Katherine Duncan of the University of Strathclyde in Scotland has been researching bacteria hidden in sediment found at the bottom of remote oceans. Duncan, like many of her colleagues, believes that the next antibiotic breakthrough will be found out in the world rather than in a lab. As she puts it, “Nature is a far better chemist than we can ever be. These tiny microscopic organisms are actually manufacturing something that a team of chemists can struggle to do — and I can say that because I’ve got a chemistry background.”

But even if these bioprospectors find what they’re looking for, the path to market remains challenging. Only about 1% of bacteria found in the wild will grow in the unfamiliar environment of a laboratory. To try and tease out more bacteria from the soil, researchers have come up with devices called “ichips”that allow the microbes to flourish in little chambers housing more familiar, natural materials. It’s like bringing the outdoors into the lab. One project has already found a promising new antibiotic called teixobactin through this technique.

Researchers are also turning to metagenomics, a method of sampling DNA from an assortment of microbes found in an environmental sample, like rainwater or dirt. In 2018, this technique was applied to 2,000 soil samples, revealing a previously untapped groups of related genes. This DNA, which came from a desert soil sample, was cloned in a Streptomyces strain that can be grown in the lab. The antibiotic it produced was effective against the resistant pathogen MRSA, and appears to be a member of a completely new class called malacidins.

Another approach is to undertake a more systematic examination of existing libraries of compounds that have never been properly explored for antibiotic potential. Laura Piddock, director of scientific affairs at the Global Antibiotic Research and Development Partnership (GARDP) is leading a new effort to do just that. The search will seek out viable results from large libraries containing thousands upon thousands of compounds, some of which have never before been screened.

Ebright lauds the efforts of researchers who have continued bioprospecting. But science can only do so much. If pharmaceutical companies continue to turn their backs on the field, researchers’ discoveries and hard work may be nothing more than a “a moot point,” as Ebright puts it.
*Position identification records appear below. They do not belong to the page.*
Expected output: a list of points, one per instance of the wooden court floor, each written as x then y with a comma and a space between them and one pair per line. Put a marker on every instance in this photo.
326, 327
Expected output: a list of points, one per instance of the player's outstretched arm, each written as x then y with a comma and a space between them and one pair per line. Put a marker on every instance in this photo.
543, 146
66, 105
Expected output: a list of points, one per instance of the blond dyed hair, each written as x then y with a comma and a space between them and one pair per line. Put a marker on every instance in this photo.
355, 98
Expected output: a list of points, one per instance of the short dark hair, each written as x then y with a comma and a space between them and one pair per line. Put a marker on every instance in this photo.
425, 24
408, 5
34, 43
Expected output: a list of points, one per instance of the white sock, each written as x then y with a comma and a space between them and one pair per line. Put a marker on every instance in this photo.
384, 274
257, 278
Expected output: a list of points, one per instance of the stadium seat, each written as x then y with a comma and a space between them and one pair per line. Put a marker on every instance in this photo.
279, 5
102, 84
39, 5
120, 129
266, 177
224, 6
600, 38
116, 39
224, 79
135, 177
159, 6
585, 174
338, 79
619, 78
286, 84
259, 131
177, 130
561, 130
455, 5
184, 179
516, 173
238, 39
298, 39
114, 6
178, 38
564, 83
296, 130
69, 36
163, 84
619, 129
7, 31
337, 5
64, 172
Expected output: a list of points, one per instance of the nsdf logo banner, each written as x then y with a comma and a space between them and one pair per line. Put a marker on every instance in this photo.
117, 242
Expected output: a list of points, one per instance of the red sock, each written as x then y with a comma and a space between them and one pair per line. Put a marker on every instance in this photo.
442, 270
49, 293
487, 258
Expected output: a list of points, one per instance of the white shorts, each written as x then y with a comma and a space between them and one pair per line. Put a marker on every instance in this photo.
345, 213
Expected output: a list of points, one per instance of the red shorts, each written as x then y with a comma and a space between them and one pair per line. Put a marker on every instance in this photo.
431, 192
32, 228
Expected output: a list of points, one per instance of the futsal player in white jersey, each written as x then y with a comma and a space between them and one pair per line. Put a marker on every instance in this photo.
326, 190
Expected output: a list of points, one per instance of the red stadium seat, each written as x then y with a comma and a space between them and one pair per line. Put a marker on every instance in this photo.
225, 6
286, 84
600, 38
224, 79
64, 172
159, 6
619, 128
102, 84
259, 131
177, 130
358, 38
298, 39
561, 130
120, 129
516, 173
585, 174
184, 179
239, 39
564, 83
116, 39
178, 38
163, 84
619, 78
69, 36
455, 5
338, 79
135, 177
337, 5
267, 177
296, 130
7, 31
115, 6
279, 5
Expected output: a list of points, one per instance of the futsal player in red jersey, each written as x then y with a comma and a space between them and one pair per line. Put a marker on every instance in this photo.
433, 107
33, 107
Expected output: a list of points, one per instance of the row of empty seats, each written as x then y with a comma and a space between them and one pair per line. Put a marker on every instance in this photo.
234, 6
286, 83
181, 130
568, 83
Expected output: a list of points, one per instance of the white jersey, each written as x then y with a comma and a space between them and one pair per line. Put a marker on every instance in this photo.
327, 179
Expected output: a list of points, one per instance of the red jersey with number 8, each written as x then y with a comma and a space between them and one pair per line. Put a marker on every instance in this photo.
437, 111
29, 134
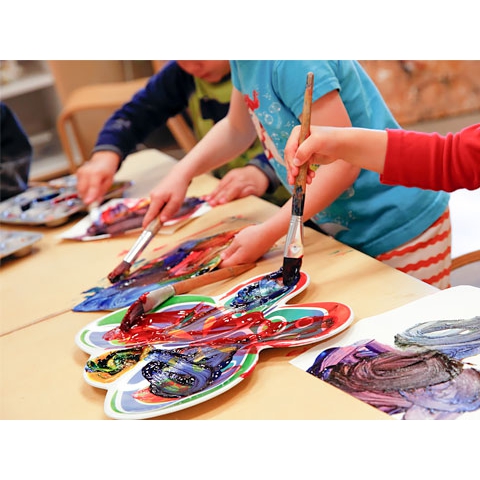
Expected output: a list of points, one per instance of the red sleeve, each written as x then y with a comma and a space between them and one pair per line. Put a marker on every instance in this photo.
432, 161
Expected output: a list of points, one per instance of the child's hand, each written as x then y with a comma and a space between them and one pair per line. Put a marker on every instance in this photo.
248, 246
292, 160
238, 183
95, 177
167, 197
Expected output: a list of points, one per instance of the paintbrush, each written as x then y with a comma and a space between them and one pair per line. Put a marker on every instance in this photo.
293, 253
149, 301
123, 269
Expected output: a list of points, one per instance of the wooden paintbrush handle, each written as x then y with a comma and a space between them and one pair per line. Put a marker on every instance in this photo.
301, 180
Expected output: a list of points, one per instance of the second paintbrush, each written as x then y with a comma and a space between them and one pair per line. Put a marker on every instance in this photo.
139, 246
293, 254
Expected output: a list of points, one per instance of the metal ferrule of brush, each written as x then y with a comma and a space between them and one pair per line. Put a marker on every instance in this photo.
294, 241
138, 246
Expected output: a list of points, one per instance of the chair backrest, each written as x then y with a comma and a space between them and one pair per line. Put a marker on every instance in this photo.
91, 90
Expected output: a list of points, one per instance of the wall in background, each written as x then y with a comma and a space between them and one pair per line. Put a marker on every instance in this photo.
419, 90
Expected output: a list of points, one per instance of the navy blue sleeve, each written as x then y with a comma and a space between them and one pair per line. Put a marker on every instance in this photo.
165, 95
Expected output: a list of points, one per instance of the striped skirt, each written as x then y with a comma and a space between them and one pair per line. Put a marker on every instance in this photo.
426, 257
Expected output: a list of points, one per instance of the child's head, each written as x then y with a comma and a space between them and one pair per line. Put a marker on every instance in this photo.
209, 70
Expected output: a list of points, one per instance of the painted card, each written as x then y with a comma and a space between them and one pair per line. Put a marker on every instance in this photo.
191, 257
125, 215
417, 362
50, 204
193, 348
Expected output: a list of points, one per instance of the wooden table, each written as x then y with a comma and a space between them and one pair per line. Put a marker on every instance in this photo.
41, 367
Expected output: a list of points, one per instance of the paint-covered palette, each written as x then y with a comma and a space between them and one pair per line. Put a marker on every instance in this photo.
418, 362
50, 204
193, 348
125, 215
17, 243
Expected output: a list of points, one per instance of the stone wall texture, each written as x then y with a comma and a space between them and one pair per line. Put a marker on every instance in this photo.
421, 90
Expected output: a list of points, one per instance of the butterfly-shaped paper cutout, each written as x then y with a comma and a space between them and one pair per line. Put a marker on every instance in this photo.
193, 347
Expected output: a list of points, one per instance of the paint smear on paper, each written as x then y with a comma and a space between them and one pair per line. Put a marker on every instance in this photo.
425, 378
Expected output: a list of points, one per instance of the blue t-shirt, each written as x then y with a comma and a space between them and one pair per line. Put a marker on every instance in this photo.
369, 216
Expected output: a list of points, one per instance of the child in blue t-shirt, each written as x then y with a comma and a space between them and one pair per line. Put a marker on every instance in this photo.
408, 228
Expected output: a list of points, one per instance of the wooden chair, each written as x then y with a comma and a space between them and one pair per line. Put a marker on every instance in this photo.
87, 105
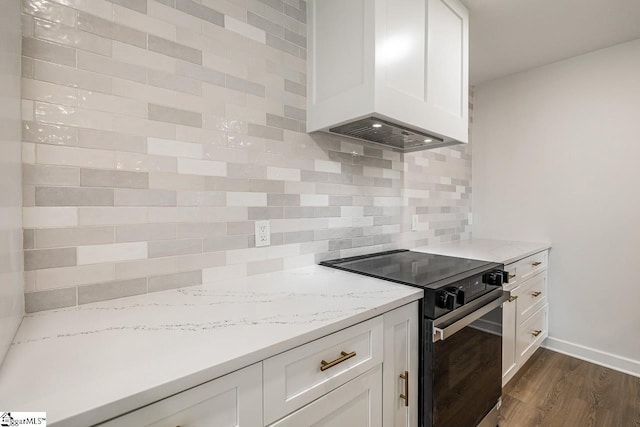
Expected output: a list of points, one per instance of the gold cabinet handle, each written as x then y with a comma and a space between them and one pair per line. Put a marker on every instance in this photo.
326, 365
405, 396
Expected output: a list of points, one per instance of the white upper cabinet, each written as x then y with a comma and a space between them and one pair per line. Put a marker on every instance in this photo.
402, 61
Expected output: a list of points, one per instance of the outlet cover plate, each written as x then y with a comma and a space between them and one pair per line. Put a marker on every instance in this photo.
263, 233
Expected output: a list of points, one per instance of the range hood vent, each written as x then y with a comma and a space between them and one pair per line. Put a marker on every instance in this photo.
392, 135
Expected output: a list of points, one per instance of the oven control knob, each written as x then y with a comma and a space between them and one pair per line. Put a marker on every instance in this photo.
493, 278
447, 299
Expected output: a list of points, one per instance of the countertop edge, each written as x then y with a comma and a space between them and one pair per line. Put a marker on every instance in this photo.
481, 249
130, 403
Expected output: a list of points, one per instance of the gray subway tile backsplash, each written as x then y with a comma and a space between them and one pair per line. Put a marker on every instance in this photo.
174, 140
38, 259
111, 290
113, 178
68, 196
105, 28
175, 50
174, 115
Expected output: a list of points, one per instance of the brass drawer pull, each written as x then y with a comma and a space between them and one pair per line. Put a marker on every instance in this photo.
405, 396
326, 365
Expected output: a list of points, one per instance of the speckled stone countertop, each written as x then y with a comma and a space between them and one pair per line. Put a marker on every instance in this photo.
86, 364
502, 251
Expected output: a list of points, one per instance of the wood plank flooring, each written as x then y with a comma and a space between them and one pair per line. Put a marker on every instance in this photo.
557, 390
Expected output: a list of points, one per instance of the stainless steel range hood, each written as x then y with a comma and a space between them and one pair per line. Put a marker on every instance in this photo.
398, 137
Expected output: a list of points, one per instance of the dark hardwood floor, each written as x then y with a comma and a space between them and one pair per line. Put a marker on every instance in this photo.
557, 390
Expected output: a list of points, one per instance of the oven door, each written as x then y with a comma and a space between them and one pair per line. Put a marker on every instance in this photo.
463, 363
Without the necessary investment to develop, test, and market these new antibiotics, potential breakthroughs will never leave the lab.

All the while, the resistance crisis only worsens.
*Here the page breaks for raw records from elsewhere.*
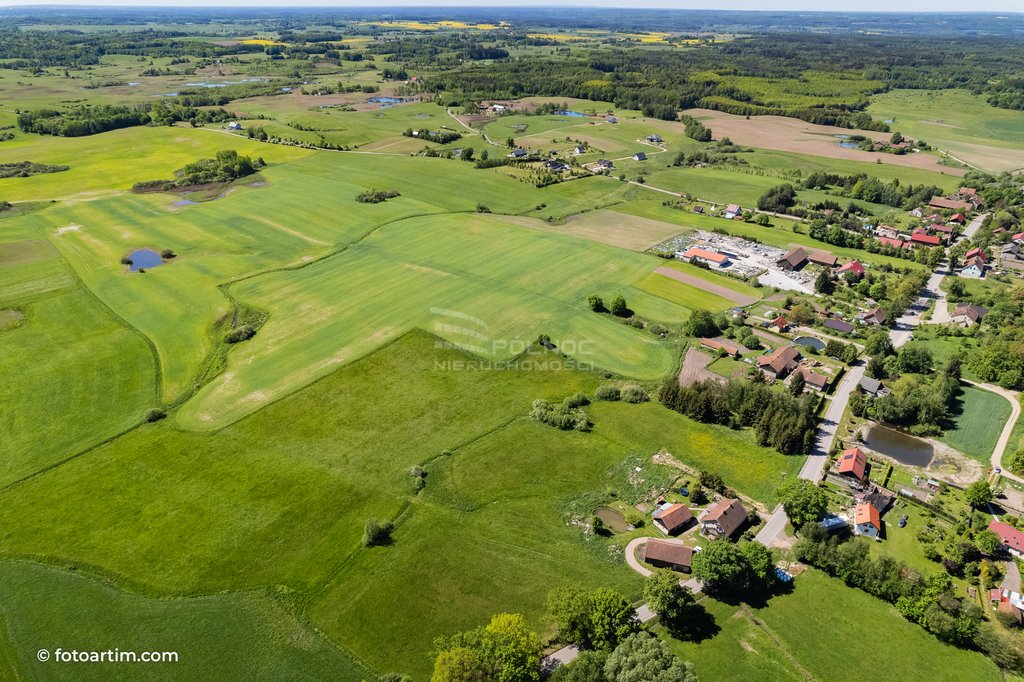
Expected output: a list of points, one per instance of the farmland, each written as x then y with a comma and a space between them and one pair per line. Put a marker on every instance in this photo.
299, 411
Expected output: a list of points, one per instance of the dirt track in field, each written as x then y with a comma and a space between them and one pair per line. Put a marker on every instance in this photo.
784, 134
728, 294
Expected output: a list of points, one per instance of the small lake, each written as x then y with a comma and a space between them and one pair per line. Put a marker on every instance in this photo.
145, 258
810, 342
901, 446
612, 519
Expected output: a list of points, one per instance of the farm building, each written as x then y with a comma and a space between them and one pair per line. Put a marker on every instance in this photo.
853, 463
671, 519
779, 363
793, 260
668, 555
720, 344
854, 266
714, 257
839, 326
723, 518
1011, 539
823, 259
815, 381
866, 520
968, 315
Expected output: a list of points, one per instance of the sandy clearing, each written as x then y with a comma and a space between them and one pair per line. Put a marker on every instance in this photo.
728, 294
784, 134
694, 369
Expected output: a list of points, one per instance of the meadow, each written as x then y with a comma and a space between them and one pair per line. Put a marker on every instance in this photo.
978, 423
957, 122
822, 630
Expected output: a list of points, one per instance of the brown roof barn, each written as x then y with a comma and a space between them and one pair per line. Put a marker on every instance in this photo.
668, 555
723, 518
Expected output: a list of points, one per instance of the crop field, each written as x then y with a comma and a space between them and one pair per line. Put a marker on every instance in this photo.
73, 373
505, 285
981, 418
795, 638
957, 122
240, 635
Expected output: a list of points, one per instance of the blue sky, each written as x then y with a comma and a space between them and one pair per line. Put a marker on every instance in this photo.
803, 5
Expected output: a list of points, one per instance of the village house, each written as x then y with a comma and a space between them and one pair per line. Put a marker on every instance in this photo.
1011, 539
780, 325
668, 555
853, 463
949, 204
713, 257
872, 387
823, 259
723, 345
793, 260
779, 363
968, 315
866, 520
873, 316
671, 519
854, 266
723, 518
838, 325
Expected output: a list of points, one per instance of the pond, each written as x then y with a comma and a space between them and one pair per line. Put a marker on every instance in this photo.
144, 258
612, 519
901, 446
810, 342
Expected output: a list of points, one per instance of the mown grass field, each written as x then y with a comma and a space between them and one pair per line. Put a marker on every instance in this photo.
823, 630
236, 636
471, 280
978, 424
73, 373
957, 122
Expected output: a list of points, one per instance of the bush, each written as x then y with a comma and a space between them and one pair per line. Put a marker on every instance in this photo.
376, 533
376, 196
241, 333
155, 415
633, 393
When I visited Boho in the early spring of 2019, I stopped by the Linnet Inn, the nearest pub to the Sacred Heart Chapel. Owner Dessie McKenzie has watched the number of visitors grow since the publication of Quinn’s Streptomyces study in 2018. McKenzie’s pub, with its thatched roof, happens to be roughly 200 years old — the same vintage, supposedly, as the Boho cure.

It was a Thursday afternoon and McKenzie had just opened the place up for the night’s business. Perched on a bar stool, I asked him if he believed in the fabled remedy. “You have to be open-minded,” he said. He’s heard of numerous people cured of their illness thanks to the soil.
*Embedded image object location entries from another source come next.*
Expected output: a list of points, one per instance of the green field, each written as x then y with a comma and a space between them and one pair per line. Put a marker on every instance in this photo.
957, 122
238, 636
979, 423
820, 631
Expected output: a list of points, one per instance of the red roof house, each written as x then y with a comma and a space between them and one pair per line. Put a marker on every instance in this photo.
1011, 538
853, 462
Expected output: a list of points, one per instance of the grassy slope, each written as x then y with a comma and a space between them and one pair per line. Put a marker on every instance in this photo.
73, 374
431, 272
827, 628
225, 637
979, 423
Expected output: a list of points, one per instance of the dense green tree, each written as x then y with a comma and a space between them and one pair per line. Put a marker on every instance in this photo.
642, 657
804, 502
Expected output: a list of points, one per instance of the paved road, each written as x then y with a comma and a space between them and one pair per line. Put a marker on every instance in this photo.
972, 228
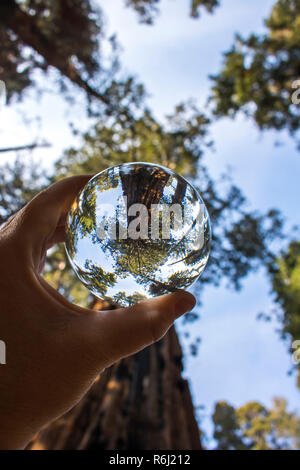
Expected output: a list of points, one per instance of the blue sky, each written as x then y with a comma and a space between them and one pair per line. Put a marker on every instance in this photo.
240, 359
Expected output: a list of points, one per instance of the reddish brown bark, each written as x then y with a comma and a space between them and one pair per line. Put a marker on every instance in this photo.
140, 403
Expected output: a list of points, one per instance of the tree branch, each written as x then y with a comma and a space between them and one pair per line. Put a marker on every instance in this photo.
25, 27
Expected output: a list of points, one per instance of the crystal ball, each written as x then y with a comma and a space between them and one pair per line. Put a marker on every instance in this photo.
135, 231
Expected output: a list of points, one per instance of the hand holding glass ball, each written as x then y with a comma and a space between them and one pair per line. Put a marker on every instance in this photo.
136, 231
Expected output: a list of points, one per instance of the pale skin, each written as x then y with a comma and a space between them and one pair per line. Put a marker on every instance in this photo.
55, 349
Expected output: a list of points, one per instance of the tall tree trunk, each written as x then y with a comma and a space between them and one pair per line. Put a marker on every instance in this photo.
142, 402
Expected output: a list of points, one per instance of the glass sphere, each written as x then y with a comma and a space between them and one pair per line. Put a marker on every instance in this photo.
136, 231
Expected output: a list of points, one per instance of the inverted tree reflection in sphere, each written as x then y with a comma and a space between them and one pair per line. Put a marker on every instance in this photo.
136, 231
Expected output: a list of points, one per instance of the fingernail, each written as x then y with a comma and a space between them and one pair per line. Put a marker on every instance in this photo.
184, 305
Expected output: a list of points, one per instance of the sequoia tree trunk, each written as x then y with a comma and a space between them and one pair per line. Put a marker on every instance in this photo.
140, 403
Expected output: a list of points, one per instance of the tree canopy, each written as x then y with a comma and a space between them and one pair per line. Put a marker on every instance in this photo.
255, 427
259, 72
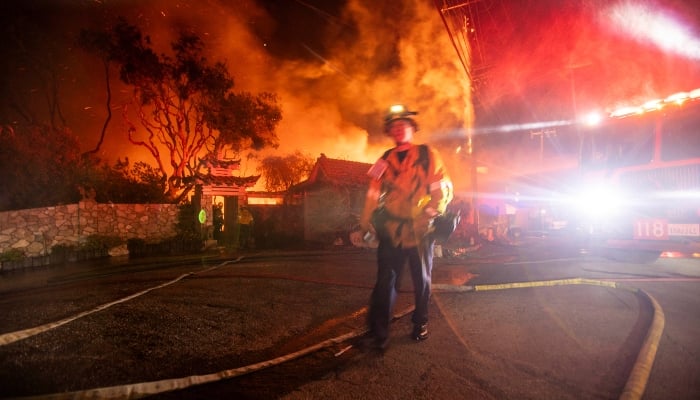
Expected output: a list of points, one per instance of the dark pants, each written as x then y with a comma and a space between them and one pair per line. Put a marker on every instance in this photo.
390, 264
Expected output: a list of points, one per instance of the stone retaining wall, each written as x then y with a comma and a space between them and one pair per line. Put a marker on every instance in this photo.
35, 231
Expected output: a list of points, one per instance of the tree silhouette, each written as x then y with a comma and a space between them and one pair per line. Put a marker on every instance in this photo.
281, 172
184, 104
Whatever is happening in the soil in Boho, McKenzie said that one thing has struck him lately: the lengths people will go to find a cure for their illnesses. “Just looking for one, any little shred of light or scrap of hope that they could sustain their life,” he said.

With the rise of AMR, it is a plight that will only become more common.

There’s no evidence that taking the Boho soil home and praying with it can heal our ills. But the bacteria in that soil — or from some other unlikely source around the world — may yet provide us with the new antibiotics we desperately need. It would be a miracle of sorts.